There are a number of reasons as to why polls under-estimated support for Trump. The explanations for which we found the most evidence are:

  • Real change in vote preference during the final week or so of the campaign. [...]
  • Adjusting for over-representation of college graduates was critical, but many polls did not do it. [...]

  • Some Trump voters who participated in pre-election polls did not reveal themselves as Trump voters until after the election, and they outnumbered late-revealing Clinton voters. This finding could be attributable to either late deciding or misreporting (the socalled Shy Trump effect) in the pre-election polls. A number of other tests for the Shy Trump theory yielded no evidence to support it.

Less compelling evidence points to other factors that may have contributed to under-estimating Trump’s support:

  • Change in turnout between 2012 and 2016 is also a likely culprit, but the best data sources for examining that have not yet been released. [...]
  • Ballot order effects may have played a role in some state contests, but they do not go far in explaining the polling errors. [...]

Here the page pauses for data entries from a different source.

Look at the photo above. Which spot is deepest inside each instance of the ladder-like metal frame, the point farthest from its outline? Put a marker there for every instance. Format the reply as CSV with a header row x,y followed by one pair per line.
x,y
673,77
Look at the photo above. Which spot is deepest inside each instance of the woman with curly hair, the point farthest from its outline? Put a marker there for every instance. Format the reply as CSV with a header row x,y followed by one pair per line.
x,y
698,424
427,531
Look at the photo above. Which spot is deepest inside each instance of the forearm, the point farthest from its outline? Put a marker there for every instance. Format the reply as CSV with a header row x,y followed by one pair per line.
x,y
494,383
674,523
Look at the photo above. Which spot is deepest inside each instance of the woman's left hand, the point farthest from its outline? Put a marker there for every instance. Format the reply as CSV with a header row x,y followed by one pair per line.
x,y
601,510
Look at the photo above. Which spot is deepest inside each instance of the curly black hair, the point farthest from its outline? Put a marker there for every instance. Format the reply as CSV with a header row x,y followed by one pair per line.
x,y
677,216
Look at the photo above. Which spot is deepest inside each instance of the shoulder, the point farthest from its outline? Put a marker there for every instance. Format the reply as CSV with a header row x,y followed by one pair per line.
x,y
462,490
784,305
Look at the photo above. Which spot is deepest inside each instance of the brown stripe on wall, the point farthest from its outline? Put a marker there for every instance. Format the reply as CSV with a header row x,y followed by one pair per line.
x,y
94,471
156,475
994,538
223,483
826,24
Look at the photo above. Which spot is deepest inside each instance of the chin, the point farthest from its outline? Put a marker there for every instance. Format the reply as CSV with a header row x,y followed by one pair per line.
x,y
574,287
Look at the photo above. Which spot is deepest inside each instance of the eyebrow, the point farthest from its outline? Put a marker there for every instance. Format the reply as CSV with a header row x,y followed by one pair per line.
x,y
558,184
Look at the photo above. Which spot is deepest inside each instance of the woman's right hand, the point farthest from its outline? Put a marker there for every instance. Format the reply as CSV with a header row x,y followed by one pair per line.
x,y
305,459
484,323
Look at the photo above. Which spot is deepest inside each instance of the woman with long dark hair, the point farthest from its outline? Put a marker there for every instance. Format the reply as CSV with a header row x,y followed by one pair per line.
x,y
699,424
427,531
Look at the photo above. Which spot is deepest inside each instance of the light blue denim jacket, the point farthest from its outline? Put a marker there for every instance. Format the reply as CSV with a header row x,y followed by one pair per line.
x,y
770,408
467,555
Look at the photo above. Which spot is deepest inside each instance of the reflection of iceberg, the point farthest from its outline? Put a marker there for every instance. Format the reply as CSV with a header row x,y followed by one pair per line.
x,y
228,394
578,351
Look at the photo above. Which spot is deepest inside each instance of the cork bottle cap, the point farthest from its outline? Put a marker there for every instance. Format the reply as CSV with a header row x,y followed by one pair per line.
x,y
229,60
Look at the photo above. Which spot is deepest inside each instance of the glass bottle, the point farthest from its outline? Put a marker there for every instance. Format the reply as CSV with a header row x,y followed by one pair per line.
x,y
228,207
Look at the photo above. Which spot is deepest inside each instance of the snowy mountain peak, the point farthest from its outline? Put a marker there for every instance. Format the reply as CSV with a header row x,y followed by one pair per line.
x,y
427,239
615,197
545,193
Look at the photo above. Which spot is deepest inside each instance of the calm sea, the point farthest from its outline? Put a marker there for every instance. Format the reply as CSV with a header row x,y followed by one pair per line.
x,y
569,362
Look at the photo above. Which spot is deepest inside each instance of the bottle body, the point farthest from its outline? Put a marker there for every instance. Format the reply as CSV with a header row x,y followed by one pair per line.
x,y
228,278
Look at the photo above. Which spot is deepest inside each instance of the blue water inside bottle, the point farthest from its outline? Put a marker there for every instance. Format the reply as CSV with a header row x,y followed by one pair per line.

There is no consistent partisan favoritism in recent U.S. polling. In 2016 national and statelevel polls tended to under-estimate support for Trump, the Republican nominee. In 2000 and 2012, however, general election polls clearly tended to under-estimate support for the Democratic presidential candidates. The trend lines for both national polls and state-level polls show that – for any given election – whether the polls tend to miss in the Republican direction or the Democratic direction is tantamount to a coin flip.

[...]

A proposal for addressing the performance of state-level polling. As this report documents, the national polls in 2016 were quite accurate, while polls in key battleground states showed some large, problematic errors. It is a persistent frustration within polling and the larger survey research community that the profession is judged based on how these often under-budgeted state polls perform relative to the election outcome. The industry cannot realistically change how it is judged, but it can make an improvement to the polling landscape, at least in theory. AAPOR does not have the resources to finance a series of high quality state-level polls in presidential elections, but it might consider attempting to organize financing for such an effort. Errors in state polls like those observed in 2016 are not uncommon. With shrinking budgets at news outlets to finance polling, there is no reason to believe that this problem is going to fix itself. Collectively, well-resourced survey organizations might have enough common interest in financing some high quality state-level polls so as to reduce the likelihood of another black eye for the profession.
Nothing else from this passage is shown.